Alla scoperta della valle del Sele e dell’Ofanto

Alla scoperta della valle del Sele e dell’Ofanto

3 Agosto 2024 Off Di Corrado Caso

Terra arsa e alluvionale dove il vento porta l’eco di voci lontane, il richiamo di contadini, l’esprimersi in un dialetto antico che risale   in rapide volute sulle pendici dei monti Cervialto e Polveracchio.
Altezze nascoste dove sgorgano le sorgenti del Sele e del Sabato che come vene aperte, scorrono lungo anfratti inaccessibili, cascate limpide, un gioco di luci e colori che risveglia la vita e si perde tra sassi bianchi e limpide discese. La valle del Sele è una immensa oasi ricca di acqua e di acque termali. Un susseguirsi di paesi arroccati dove natura, arte, storia si ritrovano nella proverbiale semplicità e ospitalità degli abitanti.

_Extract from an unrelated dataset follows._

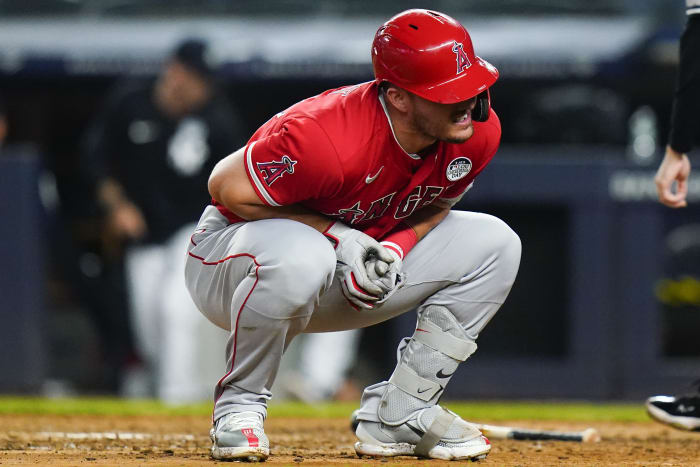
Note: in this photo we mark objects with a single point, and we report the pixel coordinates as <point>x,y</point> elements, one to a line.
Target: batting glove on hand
<point>388,276</point>
<point>352,249</point>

È la testimonianza di una saggezza millenaria, tessuta su un costante rapporto con la natura, il  silenzio, il duro lavoro dei campi e la cui icona è l’Abbazia Benedettina del Goleto dei piccoli fratelli di Charles de Foucault., Un complesso monastico  fondato da San Guglielmo da Vercelli nel XII secolo. Un luogo di fede privilegiato che ha favorito una intensa vita spirituale per la presenza di monaci e monache di clausura. Una realtà attrattiva   per la spiritualità delle popolazioni dei paesi circostanti.
Ma la storia è un ordito, molte volte, di eventi drammatici. La quiete monastica fu profanata da una epidemia di peste che decimò in maniera risolutiva la vita e provocò la decadenza del convento. Lo sparuto numero di monaci e monache sopravvissute entrarono a far parte, nel 1515, dell’Abbazia di Montevergine.
Cosa resta, oggi, del Goleto…   Torna alla mente la parabola evangelica della casa costruita sulla roccia.  Un insegnamento di Gesù che chiude il Discorso della Montagna. Il Goleto sarà, per sempre, la casa che resiste alle intemperie della vita. È nuovamente luogo di preghiera, di spiritualità e accoglienza per gli abitanti e i pellegrini.
 Rifiorisce una natura incontaminata, campi verdi, alberi centenari e orizzonti sconfinati abitati dal pendolarismo del sole con la luna e le stelle. In questo scenario l’acqua è l’elemento primordiale che scorre come linfa   in mille rivoli. Bagna la vegetazione. Salta irrequieta da varie altezze innalzando minute gocce che ricadono come pioggia benedetta sui campi coltivati. È il mondo visibile, un mondo che appare nella sua bellezza, un mondo in poesia. L’acqua è, anche, un mistero nascosto.   Una forza misteriosa, un refrigerio a questo mondo che è avvolto intorno a un nocciolo incandescente. Un’ acqua intatta che pudica si nasconde in grotte profonde, abissi. Modella, come abile artigiano, pugnali trasparenti di stalattiti e stalagmiti.   Ma per un tempo breve perché l’acqua è luce che riflette il giorno e i globi lucenti della notte. Sul palcoscenico della vita il suo narcisismo la rende bevibile, ammirata, desiderata, indispensabile alle cose create.
 Come amici di cordata il Sele e il Sabato da una iniziale solitudine si ritrovano e discendono insieme in un ideale abbraccio nella speranza di consolare lo smarrimento, la perdita d’identità     del piccolo   che dovrà disperdersi in cento e cento molecole originarie nella gola profonda dell’enormemente grande: il mare.
La Campania con le sue sorgenti è terra di acqua, terra che dà l’acqua. Un invaso liquido e trasparente, un bene comune che condivide la vita. Lambisce le coste del mare Adriatico. Guarda idealmente oriente e occidente, popoli ricchi di storia, terre benedette e   inquiete.